At this time, it is determined in S4 whether the turning angle of the steering wheel 47 is greater than a certain value. If the torque exceeds a certain level, the rear wheels 6 are turning, so there is a risk that the engine will stall unless the vehicle is started with a large drive torque. Therefore,
In S5, the load start pattern data in the ROM 42 is selected, and based on this data, the clutch 11 and the engine 34 are controlled in a rising state as indicated by dotted lines B and D in FIGS. 3(a) and 3(b).

Furthermore, when the steering angle has not reached a certain value, the vehicle is not subjected to a considerable load when starting, so it is possible to start with a small drive torque. Therefore, in S6, the no-load start pattern data is selected from the ROM to control the clutch 11 and the engine 34.

It should be noted that the present invention is not limited to the above embodiments, and it goes without saying that many modifications and changes can be made to the above embodiments within the scope of the present invention.

For example, in the above embodiment, a forklift was described, but the present invention is not limited to this and can be applied to other cargo handling vehicles, civil engineering vehicles, and the like.

Further, in the above embodiments, a manned vehicle has been described, but it goes without saying that the present invention can also be applied to an unmanned vehicle.

Effects of the Invention> As is clear from the above description, according to the present invention, when the steering angle is detected by the steering angle detection means and the vehicle is started when the steering angle is greater than or equal to the set steering angle, the engine control means and The clutch control means changes the clutch connection pattern and the start-up pattern of the engine rotation so that a large starting torque can be produced, so there is an excellent effect that the vehicle can be started smoothly without stalling.

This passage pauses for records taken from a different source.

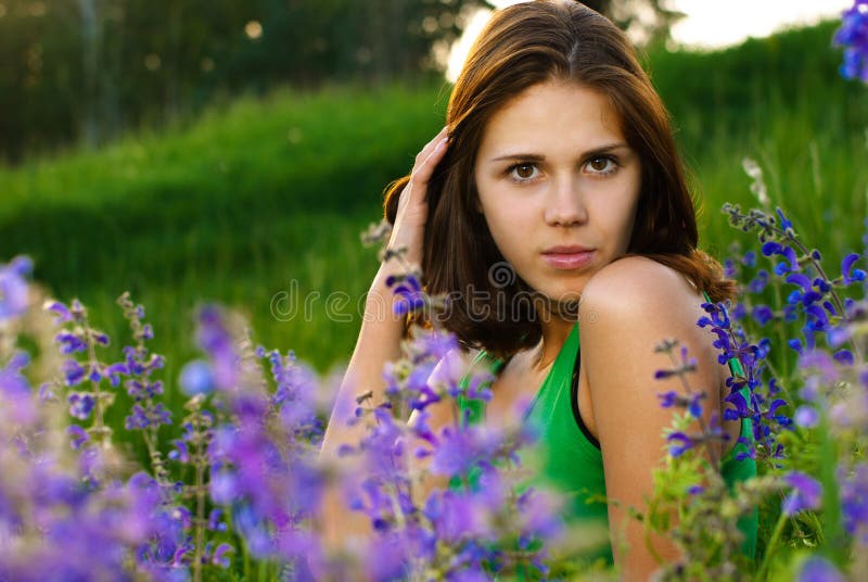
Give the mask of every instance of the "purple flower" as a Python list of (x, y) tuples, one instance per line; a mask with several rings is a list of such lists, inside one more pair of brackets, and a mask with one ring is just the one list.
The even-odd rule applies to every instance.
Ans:
[(762, 293), (768, 284), (768, 278), (769, 275), (766, 269), (757, 270), (756, 277), (751, 279), (751, 281), (748, 283), (748, 292), (754, 294)]
[(210, 394), (214, 392), (215, 380), (210, 364), (204, 359), (188, 362), (181, 368), (181, 376), (178, 379), (181, 390), (188, 396), (196, 394)]
[(222, 312), (216, 305), (206, 305), (200, 309), (197, 320), (196, 339), (200, 347), (210, 357), (215, 388), (235, 388), (239, 357)]
[(69, 444), (76, 451), (81, 448), (81, 445), (90, 440), (90, 435), (87, 431), (78, 425), (69, 425), (66, 429), (66, 433), (71, 436)]
[(768, 305), (756, 305), (751, 311), (751, 317), (761, 326), (765, 326), (775, 317), (775, 312)]
[(89, 392), (73, 392), (66, 402), (69, 403), (69, 414), (79, 420), (87, 420), (97, 404), (93, 394)]
[(0, 421), (5, 418), (13, 425), (29, 425), (37, 418), (38, 407), (23, 374), (29, 362), (30, 357), (25, 352), (15, 352), (5, 367), (0, 367)]
[(87, 377), (87, 370), (75, 359), (64, 360), (61, 364), (61, 370), (66, 378), (66, 385), (68, 387), (80, 384)]
[(861, 269), (854, 269), (853, 264), (860, 257), (857, 253), (850, 253), (841, 262), (841, 279), (844, 284), (850, 284), (854, 281), (864, 281), (865, 271)]
[(804, 509), (816, 509), (820, 506), (822, 485), (816, 479), (805, 473), (793, 471), (783, 478), (784, 482), (793, 488), (783, 499), (781, 510), (792, 516)]
[(397, 315), (412, 313), (425, 305), (425, 292), (422, 290), (422, 283), (413, 275), (404, 275), (401, 277), (390, 277), (386, 280), (388, 287), (397, 295), (394, 311)]
[(684, 432), (673, 432), (666, 440), (669, 442), (669, 455), (679, 457), (693, 448), (693, 440)]
[(46, 302), (44, 308), (56, 314), (54, 318), (55, 326), (73, 320), (73, 314), (69, 312), (69, 308), (60, 301), (48, 301)]
[(813, 429), (819, 423), (819, 415), (813, 406), (803, 405), (795, 410), (793, 421), (804, 429)]
[(499, 446), (499, 435), (481, 427), (446, 427), (441, 432), (431, 460), (435, 475), (465, 475), (477, 465), (487, 465)]
[(0, 321), (27, 311), (26, 277), (33, 268), (33, 262), (26, 256), (16, 256), (8, 265), (0, 265)]
[(868, 83), (868, 0), (855, 0), (853, 8), (842, 14), (833, 42), (844, 47), (841, 75)]

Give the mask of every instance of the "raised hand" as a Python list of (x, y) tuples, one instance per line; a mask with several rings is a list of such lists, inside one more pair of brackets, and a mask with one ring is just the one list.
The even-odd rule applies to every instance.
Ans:
[(398, 212), (388, 248), (407, 249), (405, 257), (417, 265), (422, 261), (422, 239), (427, 218), (427, 182), (434, 168), (443, 160), (447, 144), (448, 137), (444, 127), (416, 156), (410, 179), (398, 200)]

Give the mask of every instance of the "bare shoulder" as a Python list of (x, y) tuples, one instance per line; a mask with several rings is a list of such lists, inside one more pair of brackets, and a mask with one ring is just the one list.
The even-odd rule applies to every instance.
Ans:
[[(699, 359), (698, 380), (719, 383), (723, 372), (713, 338), (697, 325), (704, 315), (702, 303), (702, 294), (682, 274), (651, 258), (625, 257), (596, 273), (579, 304), (583, 363), (587, 363), (588, 379), (596, 376), (598, 380), (591, 387), (600, 385), (598, 370), (605, 370), (610, 378), (618, 369), (643, 381), (652, 379), (654, 370), (668, 362), (655, 347), (672, 339)], [(626, 377), (621, 383), (629, 385)]]
[(582, 304), (608, 313), (630, 314), (661, 307), (667, 312), (688, 307), (692, 312), (699, 296), (699, 291), (675, 269), (643, 256), (627, 256), (588, 280), (582, 291)]

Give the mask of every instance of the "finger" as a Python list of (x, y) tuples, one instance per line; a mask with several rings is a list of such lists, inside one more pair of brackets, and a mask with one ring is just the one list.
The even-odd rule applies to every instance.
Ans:
[(416, 169), (420, 165), (422, 165), (425, 162), (425, 160), (427, 160), (427, 157), (431, 155), (431, 152), (434, 151), (434, 149), (437, 147), (441, 140), (443, 140), (443, 138), (445, 137), (446, 137), (446, 128), (444, 127), (443, 129), (439, 130), (439, 132), (437, 132), (436, 136), (434, 136), (434, 138), (431, 141), (425, 143), (425, 147), (422, 148), (422, 150), (416, 155), (416, 161), (413, 162), (412, 172), (416, 172)]
[(427, 157), (425, 157), (425, 161), (413, 172), (410, 178), (413, 184), (427, 184), (431, 179), (431, 175), (434, 173), (434, 168), (437, 167), (437, 164), (439, 164), (441, 160), (443, 160), (443, 156), (446, 154), (446, 147), (449, 143), (448, 139), (449, 138), (441, 139)]

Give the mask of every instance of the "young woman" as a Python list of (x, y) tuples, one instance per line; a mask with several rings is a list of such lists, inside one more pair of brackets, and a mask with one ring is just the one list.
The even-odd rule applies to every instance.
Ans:
[[(689, 350), (705, 421), (722, 418), (729, 370), (695, 322), (705, 294), (722, 301), (733, 287), (697, 250), (667, 113), (625, 35), (569, 0), (497, 12), (456, 83), (446, 127), (385, 206), (390, 246), (421, 264), (430, 293), (458, 298), (446, 327), (492, 363), (484, 421), (507, 422), (518, 402), (534, 398), (528, 418), (549, 451), (544, 472), (577, 495), (576, 519), (608, 523), (603, 555), (622, 575), (647, 579), (659, 564), (626, 508), (643, 508), (663, 456), (672, 413), (658, 394), (681, 391), (677, 379), (654, 380), (671, 367), (654, 346), (677, 338)], [(506, 283), (492, 277), (502, 265), (516, 275)], [(372, 314), (396, 269), (381, 265)], [(397, 318), (366, 316), (339, 397), (371, 389), (382, 397), (383, 364), (398, 356), (403, 333)], [(450, 421), (445, 408), (430, 408), (433, 427)], [(723, 429), (730, 439), (712, 456), (725, 479), (754, 475), (753, 461), (732, 454), (750, 434), (746, 421)], [(349, 432), (332, 422), (324, 454)], [(595, 494), (616, 503), (586, 504)], [(346, 527), (345, 515), (335, 519)], [(742, 531), (752, 553), (755, 523)], [(677, 559), (667, 540), (652, 543)]]

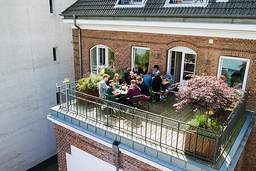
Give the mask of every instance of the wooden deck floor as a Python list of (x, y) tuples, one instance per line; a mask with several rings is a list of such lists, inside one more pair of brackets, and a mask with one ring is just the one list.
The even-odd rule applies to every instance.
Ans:
[(169, 93), (166, 101), (157, 101), (154, 103), (151, 101), (149, 110), (146, 106), (143, 106), (143, 109), (161, 116), (187, 123), (193, 118), (192, 110), (188, 106), (181, 113), (177, 114), (176, 108), (172, 107), (176, 102), (175, 98), (173, 93)]
[[(142, 110), (184, 123), (187, 123), (193, 118), (192, 110), (189, 106), (185, 109), (181, 114), (177, 114), (175, 111), (176, 109), (172, 107), (175, 103), (175, 95), (173, 93), (170, 93), (166, 101), (158, 101), (154, 103), (150, 101), (149, 102), (149, 110), (146, 106), (143, 106)], [(72, 110), (76, 112), (78, 110), (78, 113), (82, 117), (85, 117), (85, 115), (87, 115), (88, 117), (94, 119), (96, 119), (96, 118), (97, 118), (98, 121), (109, 123), (108, 126), (117, 129), (117, 130), (118, 130), (118, 128), (120, 127), (119, 130), (124, 134), (127, 134), (136, 138), (144, 139), (146, 137), (148, 142), (151, 142), (156, 145), (159, 145), (160, 142), (161, 146), (171, 150), (176, 148), (183, 149), (185, 132), (183, 130), (185, 130), (185, 125), (180, 124), (180, 130), (178, 131), (176, 128), (178, 126), (177, 122), (168, 119), (161, 121), (158, 118), (159, 117), (150, 115), (147, 116), (147, 119), (145, 119), (146, 114), (143, 112), (137, 111), (134, 112), (132, 111), (127, 111), (123, 109), (119, 110), (117, 106), (112, 105), (112, 107), (113, 109), (112, 114), (106, 115), (107, 110), (104, 107), (105, 105), (96, 107), (96, 105), (93, 104), (88, 105), (86, 109), (85, 109), (85, 105), (83, 105), (83, 104), (80, 103), (77, 106), (75, 101), (73, 101), (71, 103), (72, 106), (71, 107), (73, 107)], [(108, 110), (107, 112), (109, 113), (109, 109)], [(131, 115), (132, 113), (137, 116), (133, 116), (133, 115)], [(131, 119), (131, 117), (133, 117), (133, 119)], [(242, 120), (243, 120), (242, 119)], [(244, 122), (244, 120), (243, 121)], [(161, 127), (161, 122), (164, 124), (164, 126)], [(241, 124), (241, 126), (242, 126), (242, 124)], [(236, 137), (236, 135), (234, 135), (233, 136)], [(229, 141), (230, 145), (228, 144), (228, 145), (227, 145), (229, 148), (226, 148), (226, 149), (221, 155), (222, 156), (220, 157), (220, 159), (215, 164), (193, 158), (190, 155), (185, 155), (187, 159), (218, 169), (224, 161), (226, 154), (229, 151), (230, 147), (232, 146), (233, 143), (233, 141)], [(180, 151), (180, 152), (183, 153), (182, 152)]]

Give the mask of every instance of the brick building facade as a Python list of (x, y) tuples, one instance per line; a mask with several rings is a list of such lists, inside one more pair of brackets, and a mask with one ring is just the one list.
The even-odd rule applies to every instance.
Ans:
[[(115, 166), (115, 156), (112, 149), (58, 124), (55, 124), (54, 128), (59, 170), (68, 170), (66, 153), (71, 154), (71, 145)], [(123, 170), (162, 170), (122, 153), (119, 164)]]
[[(79, 46), (78, 31), (73, 29), (75, 75), (80, 78)], [(114, 53), (115, 66), (117, 69), (131, 66), (132, 47), (150, 49), (149, 68), (159, 65), (160, 70), (167, 70), (168, 51), (182, 46), (196, 52), (195, 74), (201, 74), (207, 70), (208, 75), (217, 76), (220, 56), (225, 56), (250, 59), (250, 66), (246, 90), (250, 90), (247, 109), (256, 111), (256, 48), (255, 40), (225, 37), (176, 35), (132, 32), (84, 30), (81, 31), (83, 73), (90, 71), (90, 49), (94, 45), (102, 44), (108, 47)], [(213, 44), (209, 44), (209, 39)], [(155, 57), (159, 53), (159, 57)], [(205, 65), (203, 59), (208, 59)]]

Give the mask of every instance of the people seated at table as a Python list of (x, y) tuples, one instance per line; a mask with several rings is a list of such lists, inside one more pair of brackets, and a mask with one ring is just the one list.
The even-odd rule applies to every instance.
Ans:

[Brief explanation of drawings]

FIG. 1 is a functional block diagram showing an embodiment of the starting control device for a cargo handling vehicle according to the present invention, FIG. 2 is a control flowchart, and FIG. 3(a) shows the startup state of the engine throttle when starting the vehicle. 3(b) is a diagram showing the clutch stroke rising state when the vehicle starts, FIG. 4 is a block diagram showing the overall configuration of the control device at the time of starting, and FIG. 5(a) is a diagram showing the steering angle detection. FIG. 6 is a perspective view showing the configuration of the means, FIG. 6 is a plan view thereof, and FIG. 6 is a side view of a forklift to which the present invention is applied. l: vehicle, 1l: clutch, 3l: start detection means, 32
: Steering angle detection means, 33: Load determination means, 34
: Engine, 35; Engine control means, 36: Clutch control means.

Claims (1)

[Claims] A start detecting means for detecting when the vehicle starts; a steering angle detecting means for detecting a steering turning angle when the vehicle starts; and determining a running load at the time of starting based on the detection results of the start detecting means and the steering angle detecting means. a load determining means; an engine control means for increasing the output of the engine to be higher than normal no-load starting based on the loaded start determining result of the load determining means; A starting control device for a cargo handling vehicle, comprising a clutch control means for making the connection speed lower than when starting without a normal load.